The money will be divided between the town where the violation occurred and the county.

The new program, called eTraffic Diversion, is under consideration to go into effect Jan. 1, 2012, Sprague said.

"Many counties are beginning to adopt this type of program for first-time traffic offenders," she said.

"Are people buying their way out of tickets? No. This is for first-time offenders. We're requiring them to attend a driver-safety course. That's never been a requirement before."


The program won't include people who have driving-while intoxicated-arrests and license suspensions, she said, and motorists can only qualify every 18 months.

Sprague said the driver will have to obtain and submit a copy of his or her driving record and pay a $150 non-refundable fee.

"This $150 does not go to the DA's Office. The money would be divided between the county and town or however you want to divide it," she said.

The DA said drivers will be earning the reduction with rehabilitation, and they can take the driver-safety course online.

"The ticket will either be dismissed or prosecution is withdrawn," Sprague said. "We'll have a conversation with the (local justice) courts as to how that will be handled."

A couple of years ago, State Police stopped prosecuting tickets they issued, saying it was costing too much in overtime, so local DAs had to take over. But the state still retained most of the fines, with only $5 to $15 going to local municipalities.

"The money (from eTraffic) is going to stay locally," Sprague said.


She said police issue about 23,000 tickets a year in Essex County. That's in contrast to about 29,500 in Clinton County, and 12,800 in Franklin County, according to 2009 statistics, the last year for which data is available.

"We have a huge amount of traffic tickets (proportionally) versus even Clinton County," Sprague said. "Say 20 percent are eligible; that's a huge amount of money that will stay locally."

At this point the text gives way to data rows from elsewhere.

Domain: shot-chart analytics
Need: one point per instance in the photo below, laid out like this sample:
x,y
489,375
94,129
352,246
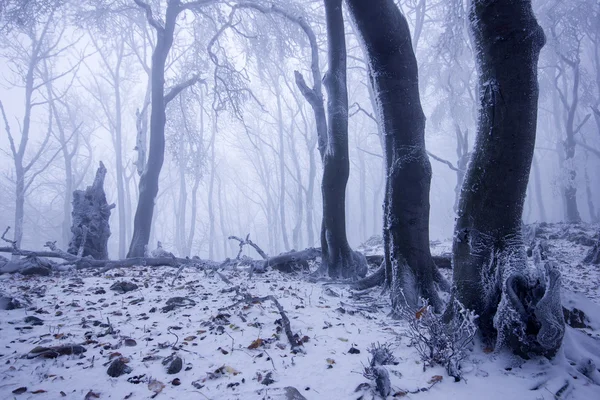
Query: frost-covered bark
x,y
409,267
91,214
338,259
156,152
517,307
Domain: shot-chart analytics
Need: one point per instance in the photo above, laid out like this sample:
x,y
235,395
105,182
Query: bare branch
x,y
151,20
7,127
443,161
175,90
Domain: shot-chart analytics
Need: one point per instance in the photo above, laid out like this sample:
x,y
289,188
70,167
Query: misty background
x,y
242,144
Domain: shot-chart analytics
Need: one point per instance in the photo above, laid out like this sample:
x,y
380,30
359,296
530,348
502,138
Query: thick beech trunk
x,y
156,154
91,214
408,265
338,259
517,306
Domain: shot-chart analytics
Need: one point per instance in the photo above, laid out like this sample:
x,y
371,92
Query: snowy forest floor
x,y
242,352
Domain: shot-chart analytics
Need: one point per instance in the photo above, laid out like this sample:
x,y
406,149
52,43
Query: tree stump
x,y
90,216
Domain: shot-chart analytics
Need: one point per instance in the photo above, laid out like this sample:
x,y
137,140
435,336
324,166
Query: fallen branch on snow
x,y
285,321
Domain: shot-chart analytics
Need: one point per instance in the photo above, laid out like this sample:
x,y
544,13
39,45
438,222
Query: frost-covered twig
x,y
285,321
439,342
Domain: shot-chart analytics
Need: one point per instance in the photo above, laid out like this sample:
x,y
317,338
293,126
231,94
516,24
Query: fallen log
x,y
293,260
441,261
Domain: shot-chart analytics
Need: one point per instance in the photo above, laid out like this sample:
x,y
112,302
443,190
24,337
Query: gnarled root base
x,y
350,265
529,318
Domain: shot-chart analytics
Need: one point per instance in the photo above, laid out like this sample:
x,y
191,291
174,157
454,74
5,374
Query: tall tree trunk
x,y
298,200
338,259
224,232
181,236
362,173
310,196
462,155
211,186
119,158
409,268
515,307
286,242
19,201
588,192
538,190
156,154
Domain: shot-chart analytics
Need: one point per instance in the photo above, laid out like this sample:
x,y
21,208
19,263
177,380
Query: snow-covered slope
x,y
241,352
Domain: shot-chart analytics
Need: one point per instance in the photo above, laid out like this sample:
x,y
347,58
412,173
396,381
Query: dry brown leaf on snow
x,y
256,344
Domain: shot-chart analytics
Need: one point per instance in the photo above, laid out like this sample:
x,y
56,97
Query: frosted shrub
x,y
440,342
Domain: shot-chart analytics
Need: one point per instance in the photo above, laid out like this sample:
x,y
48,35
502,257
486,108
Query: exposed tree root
x,y
375,279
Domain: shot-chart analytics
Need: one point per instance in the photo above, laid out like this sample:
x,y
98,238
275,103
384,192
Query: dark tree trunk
x,y
538,191
90,216
409,267
515,307
149,180
338,259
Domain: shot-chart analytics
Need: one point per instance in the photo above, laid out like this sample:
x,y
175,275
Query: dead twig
x,y
249,242
285,321
13,243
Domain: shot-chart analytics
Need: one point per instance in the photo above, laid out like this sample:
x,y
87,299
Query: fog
x,y
241,137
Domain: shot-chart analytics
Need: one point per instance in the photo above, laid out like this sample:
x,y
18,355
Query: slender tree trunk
x,y
337,257
224,232
462,154
588,192
286,242
570,190
119,158
149,179
559,151
310,196
362,196
211,186
538,190
181,235
19,201
409,268
491,276
298,201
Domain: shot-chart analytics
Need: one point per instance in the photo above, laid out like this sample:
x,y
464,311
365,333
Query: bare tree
x,y
149,180
408,266
515,307
27,48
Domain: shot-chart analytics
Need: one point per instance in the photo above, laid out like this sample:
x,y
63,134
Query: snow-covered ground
x,y
241,352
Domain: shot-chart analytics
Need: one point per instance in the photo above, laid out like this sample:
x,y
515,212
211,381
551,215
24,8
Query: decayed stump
x,y
90,217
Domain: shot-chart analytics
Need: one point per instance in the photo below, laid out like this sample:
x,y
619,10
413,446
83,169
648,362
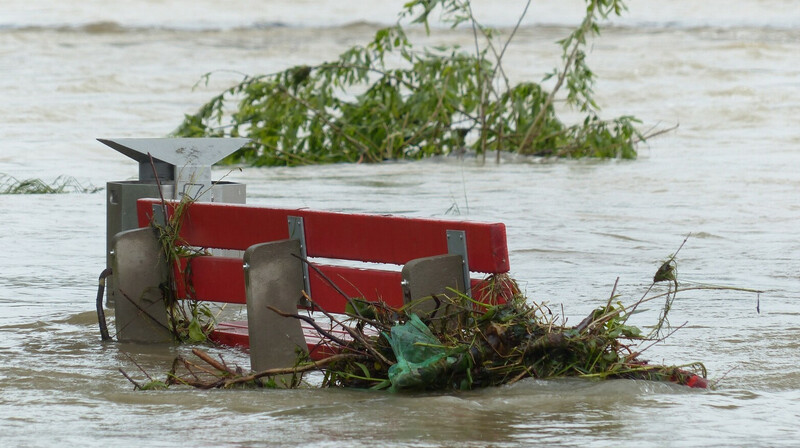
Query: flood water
x,y
726,72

What's also good is that the program will cost nothing to implement, The DA said. It will be handled by the assistant DA who handles traffic tickets now.

Most counties have a program that first-time traffic offenders can apply for to get tickets reduced to non-moving violations that don't accumulate points on a driver's license.

"The difference here is the ticket ends up being dismissed and no money goes to the state," County Manager Daniel Palmer said.


Other nearby counties haven't gone to the eTraffic program yet but may be headed that way, Sprague said.

She outlined her plan to the Essex County Board of Supervisors Public Safety Committee this week, where it was met with a generally favorable reaction.

"The state is going to lose a lot of revenue. Has the state said anything about this?" said Supervisor Roby Politi (R-North Elba).

Sprague said the state's concern is that it does not want the district-attorney's offices to get the fee.

County Public Defender Brandon Boutelle said his office would not be involved with the new program.

"Our office doesn't provide representation for the type of traffic tickets Ms. Sprague was talking about," he said.

The Essex County Traffic Safety Department is supporting Sprague for recognizing the role of the justice system to educate, said Director of Community Resources Michael Mascarenas.

Most tickets are for speeding, and he said 27 percent of all Essex County crashes are a result of drivers traveling at unsafe speeds.

"That far exceeds any other contributing factor, including alcohol at 4.5 percent and driver inattention at 12.2 percent. The district attorney has come up with a unique program that not only holds offenders accountable, but also educates them on how to become better drivers."